#2564 closed defect (invalid)
nginx returns 501 when 400 is expected
Reported by: | Owned by: | ||
---|---|---|---|
Priority: | minor | Milestone: | nginx-1.26 |
Component: | nginx-core | Version: | 1.25.x |
Keywords: | Cc: | bjorn248@… | |
uname -a: | Linux 5c6ed1f9df74 6.4.16-linuxkit #1 SMP PREEMPT_DYNAMIC Wed Oct 25 15:08:07 UTC 2023 x86_64 GNU/Linux | ||
nginx -V: |
nginx version: nginx/1.25.3
built by gcc 12.2.0 (Debian 12.2.0-14) built with OpenSSL 3.0.9 30 May 2023 (running with OpenSSL 3.0.11 19 Sep 2023) TLS SNI support enabled configure arguments: --prefix=/etc/nginx --sbin-path=/usr/sbin/nginx --modules-path=/usr/lib/nginx/modules --conf-path=/etc/nginx/nginx.conf --error-log-path=/var/log/nginx/error.log --http-log-path=/var/log/nginx/access.log --pid-path=/var/run/nginx.pid --lock-path=/var/run/nginx.lock --http-client-body-temp-path=/var/cache/nginx/client_temp --http-proxy-temp-path=/var/cache/nginx/proxy_temp --http-fastcgi-temp-path=/var/cache/nginx/fastcgi_temp --http-uwsgi-temp-path=/var/cache/nginx/uwsgi_temp --http-scgi-temp-path=/var/cache/nginx/scgi_temp --user=nginx --group=nginx --with-compat --with-file-aio --with-threads --with-http_addition_module --with-http_auth_request_module --with-http_dav_module --with-http_flv_module --with-http_gunzip_module --with-http_gzip_static_module --with-http_mp4_module --with-http_random_index_module --with-http_realip_module --with-http_secure_link_module --with-http_slice_module --with-http_ssl_module --with-http_stub_status_module --with-http_sub_module --with-http_v2_module --with-http_v3_module --with-mail --with-mail_ssl_module --with-stream --with-stream_realip_module --with-stream_ssl_module --with-stream_ssl_preread_module --with-cc-opt='-g -O2 -ffile-prefix-map=/data/builder/debuild/nginx-1.25.3/debian/debuild-base/nginx-1.25.3=. -fstack-protector-strong -Wformat -Werror=format-security -Wp,-D_FORTIFY_SOURCE=2 -fPIC' --with-ld-opt='-Wl,-z,relro -Wl,-z,now -Wl,--as-needed -pie' |
Description
nginx seems to be exhibiting unexpected behavior when sending an invalid value for the Transfer-Encoding header.

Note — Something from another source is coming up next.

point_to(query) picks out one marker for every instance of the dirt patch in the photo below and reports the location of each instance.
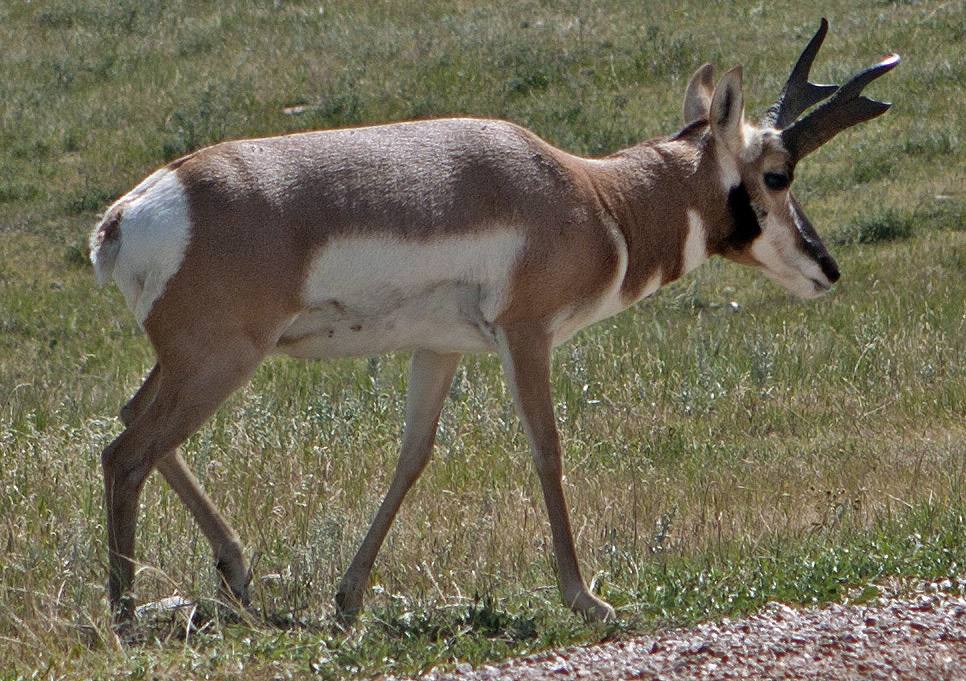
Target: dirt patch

I've been using the nginx docker container to test with locally:
docker run -p 8080:80 nginx
The following curl request results in an HTTP 501:
curl -I -X POST -H "Transfer-Encoding: invalid" localhost:8080
According to https://developer.mozilla.org/en-US/docs/Web/HTTP/Headers/Transfer-Encoding there are only 4 valid values for the Transfer-Encoding header. If a client sends an invalid value, I'd expect the server to respond with an HTTP 400. nginx responds with an HTTP 501.
Change History (3)
comment:1 by , 13 months ago
comment:2 by , 13 months ago
Resolution: | → invalid |
---|---|
Status: | new → closed |
There can be other transfer encodings, for example, registered by newer RFCs, see here. As such, as long as the request is syntactically correct, but the server doesn't recognize the particular transfer encoding being used, it is expected to respond with 501 (Not Implemented), and not 400 (Bad Request).
Ah, never mind, this is the behavior specified by the RFC. "A server that receives a request message with a transfer coding it does not understand SHOULD respond with 501 (Not Implemented)."
Definitely not intuitive behavior in the RFC.